Justice Burning (Darren Street #2)

When I left Lexington the next morning, I drove to Marty Henley’s leased property near Petros and built a huge fire from deadfall that I found not far from their shooting range. I burned the clothing I was wearing when I shot Frazier and Beane, along with the beard and the glasses. The spirit gum glue I used to secure the beard and the fake ID also went into the fire. I’d tossed one of the burner phones off a bridge near the interstate in Lexington; the others I put back in the backpack in the trunk, along with $10,000 in cash. I’d spent only a few hundred of the $20,000 Pappy had given me, and I kept around $9,000, just in case I needed cash for anything I hadn’t thought about. I didn’t think Pappy would mind.
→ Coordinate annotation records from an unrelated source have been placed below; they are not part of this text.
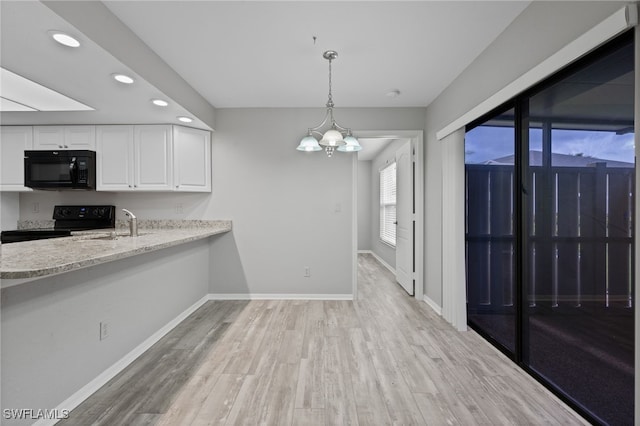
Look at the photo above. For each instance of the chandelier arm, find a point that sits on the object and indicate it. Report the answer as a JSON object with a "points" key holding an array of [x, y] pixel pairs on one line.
{"points": [[339, 127], [326, 117]]}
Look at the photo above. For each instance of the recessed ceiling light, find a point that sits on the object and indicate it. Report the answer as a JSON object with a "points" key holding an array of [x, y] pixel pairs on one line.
{"points": [[123, 78], [64, 39]]}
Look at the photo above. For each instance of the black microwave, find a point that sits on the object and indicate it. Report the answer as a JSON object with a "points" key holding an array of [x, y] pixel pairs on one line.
{"points": [[73, 169]]}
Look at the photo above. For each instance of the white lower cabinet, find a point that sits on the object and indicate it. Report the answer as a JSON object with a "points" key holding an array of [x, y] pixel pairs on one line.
{"points": [[14, 140], [153, 158]]}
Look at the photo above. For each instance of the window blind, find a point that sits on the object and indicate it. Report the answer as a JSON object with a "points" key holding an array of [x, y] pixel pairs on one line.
{"points": [[388, 204]]}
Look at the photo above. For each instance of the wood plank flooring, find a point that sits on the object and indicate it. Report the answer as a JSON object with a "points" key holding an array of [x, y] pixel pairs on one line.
{"points": [[384, 359]]}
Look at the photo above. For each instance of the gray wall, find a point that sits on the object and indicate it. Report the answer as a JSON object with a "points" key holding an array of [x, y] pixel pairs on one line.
{"points": [[282, 202], [540, 31], [365, 194], [50, 327]]}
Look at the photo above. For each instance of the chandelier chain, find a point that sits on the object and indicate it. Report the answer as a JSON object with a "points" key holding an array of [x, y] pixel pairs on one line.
{"points": [[330, 100]]}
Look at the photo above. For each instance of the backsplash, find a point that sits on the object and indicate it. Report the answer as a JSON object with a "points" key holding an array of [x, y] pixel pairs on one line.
{"points": [[122, 224]]}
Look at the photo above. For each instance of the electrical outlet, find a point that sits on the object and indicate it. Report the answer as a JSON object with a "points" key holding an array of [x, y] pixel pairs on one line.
{"points": [[104, 330]]}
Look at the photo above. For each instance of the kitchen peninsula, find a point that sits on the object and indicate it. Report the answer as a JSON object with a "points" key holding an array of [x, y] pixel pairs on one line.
{"points": [[34, 259]]}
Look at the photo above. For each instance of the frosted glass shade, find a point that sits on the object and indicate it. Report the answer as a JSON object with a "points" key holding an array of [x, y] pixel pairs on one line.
{"points": [[309, 143], [332, 138], [351, 145]]}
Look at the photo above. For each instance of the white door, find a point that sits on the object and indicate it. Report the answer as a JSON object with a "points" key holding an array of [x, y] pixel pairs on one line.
{"points": [[80, 137], [48, 137], [114, 146], [191, 159], [404, 218], [153, 157]]}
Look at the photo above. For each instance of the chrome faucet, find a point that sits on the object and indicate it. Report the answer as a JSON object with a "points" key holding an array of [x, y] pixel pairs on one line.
{"points": [[133, 223]]}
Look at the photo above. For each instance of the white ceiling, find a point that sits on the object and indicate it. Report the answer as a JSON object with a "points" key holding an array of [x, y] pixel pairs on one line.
{"points": [[256, 54], [262, 54]]}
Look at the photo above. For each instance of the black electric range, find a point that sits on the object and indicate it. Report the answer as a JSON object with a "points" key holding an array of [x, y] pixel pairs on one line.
{"points": [[66, 219]]}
I parked the car at the Flying J in Knoxville around two in the afternoon, went inside the truck stop, and used a pay phone to call a cab. The truck stops were one of the few places that still had pay phones. The cab picked me up ten minutes later, and I had the driver take me to the storage facility where I’d picked up the Monte Carlo and left my car. I got the car out and headed to Grace’s.

She wasn’t home, so I picked up my cell phone that I’d left in the kitchen and called her. She was surprised that I was back so soon and said she was at the grocery store and would be home in about half an hour.

She walked in a little while later, carrying several plastic bags in each hand. She was wearing black jeans and a tight red sweater and was suddenly the sexiest woman I’d ever seen in my life. I couldn’t wait to get my hands on her. I reached down and took the bags from her, set them on the kitchen table, and lifted her off the floor. I carried her into the bedroom and laid her on the bed.

She looked up at me seductively and smiled. “I take it you got some things worked out.”

I pulled my shirt over my head and got into bed next to her. “I did.” I kissed her on the lips. The touch of her sparked an animalistic lust, and we spent the next twenty minutes making love as though it would be the last time.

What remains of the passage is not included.